A good cook changes his knife once a year—because he cuts. A mediocre cook changes his knife once a month—because he hacks. I’ve had this knife of mine for nineteen years and I’ve cut up thousands of oxen with it, and yet the blade is as good as though it had just come from the grindstone. There are spaces between the joints, and the blade of the knife has really no thickness. If you insert what has no thickness into such spaces, then there’s plenty of room—more than enough for the blade to play about it. That’s why after nineteen years the blade of my knife is still as good as when it first came from the grindstone.
Zhuangzi
Taoism has an interesting relationship to the use of tools. On the one hand, it seems to say the perfect usage of our bodies in any craft relies minimally on any extrinsic helpers. On the other hand, like in the story from Zhuangzi quoted above, it is recognized that certain activities (like cutting meat in a neat fashion) necessitate the use of tools; and certainly alignment to the Tao relies on how naturally and expertly the tools are used, not in avoiding their use entirely.

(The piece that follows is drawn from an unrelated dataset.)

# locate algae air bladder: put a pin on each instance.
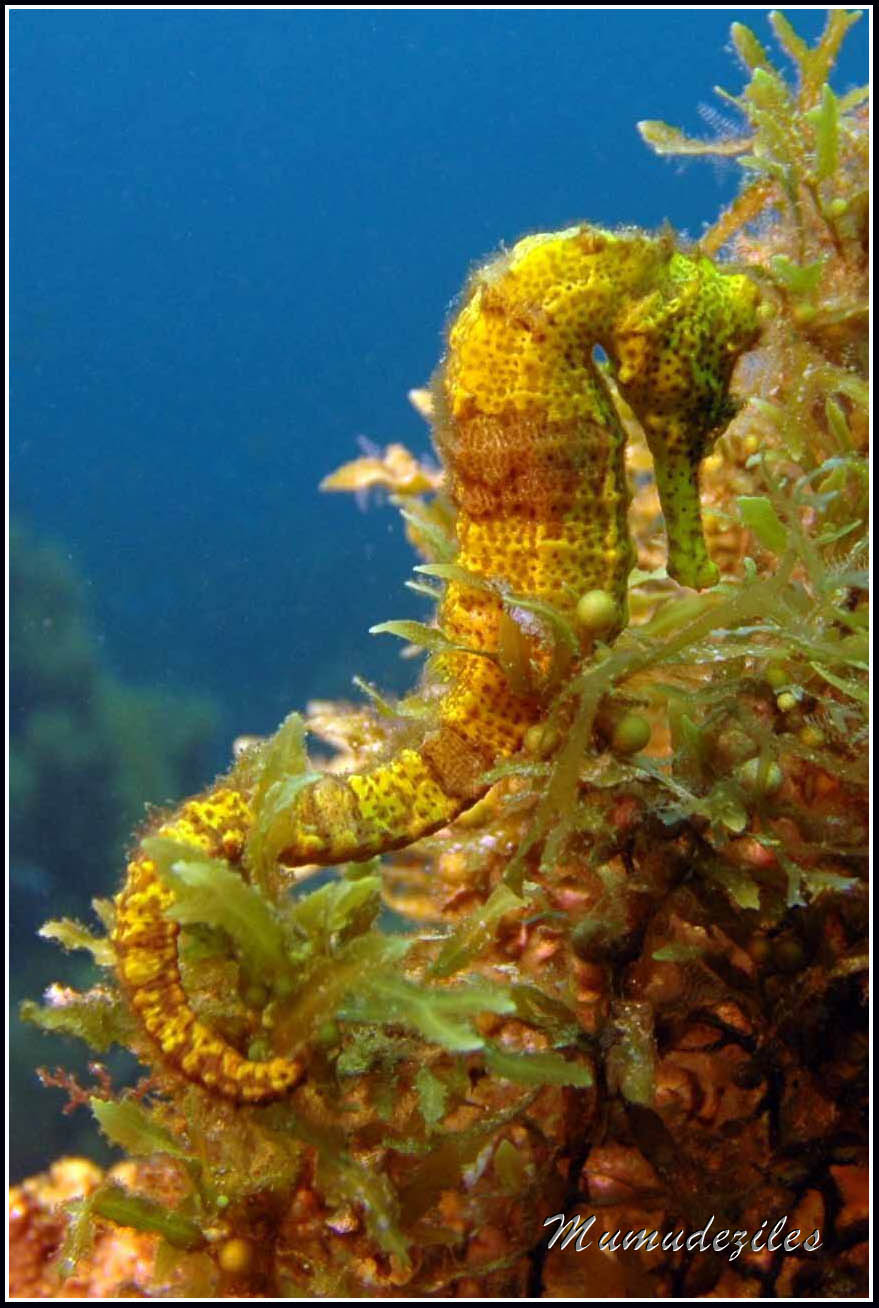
(533, 450)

In a sense, our mental faculties are like tools. We use our minds for instrumental purposes; namely for communication, organization of cooperation and discovering new ways to interpret the world that help us better adapt to it. Thus, one can use one's mind skillfully or poorly; and, like the butcher's knife, how skillfully one employs it determines the toll it takes from its application. Fittingly, the PIE root *skey- behind the English words science and consciousness means to dissect, as with a knife!

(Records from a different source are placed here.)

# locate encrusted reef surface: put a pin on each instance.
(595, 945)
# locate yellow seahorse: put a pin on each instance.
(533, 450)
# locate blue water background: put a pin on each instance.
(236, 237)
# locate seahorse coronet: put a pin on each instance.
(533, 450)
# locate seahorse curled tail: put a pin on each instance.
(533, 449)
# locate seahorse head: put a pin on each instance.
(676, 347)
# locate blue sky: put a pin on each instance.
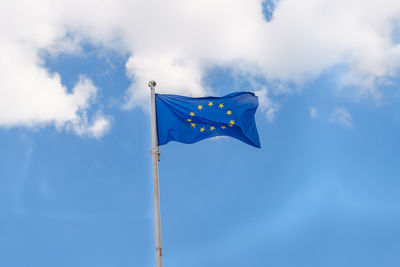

My favorite form of meditation is an intentive disengagement from thoughts that appear in my stream of consciousness. That is, I make it the point to refrain from indulging in an active process of thinking: I allow the thoughts to happen, and instead of reactively or proactively engaging with them, I return to an awareness of my immediate surroundings, or my breath.
One day upon practicing this kind of meditation on a walk, it dawned on me that it is analogous to how Zhuangzi's master butcher employed his knife. He found the spaces between the joints, which he followed with his knife in order to minimize the resistance the blade would have to endure. But he could only find those spaces by listening to the structure of the flesh; not by forcefully hacking at it. Hacking at it would have accomplished his primary goal of cutting flesh, to be sure, but it would have worn his blade out eventually and the result would not have been as pretty.
When you think like the dexterous butcher used his knife, you do not use force: you refrain from engaging with thoughts impulsively, and instead let yourself pick up the thoughts that are worth engaging with, if any such happen to arise, through the path of least resistance. In the spirit of wu wei, you navigate in the space between the thoughts, in the awareness wherein your thinking happens. And like the dexterous butcher's knife, your mind never becomes dull but remains ever sharp.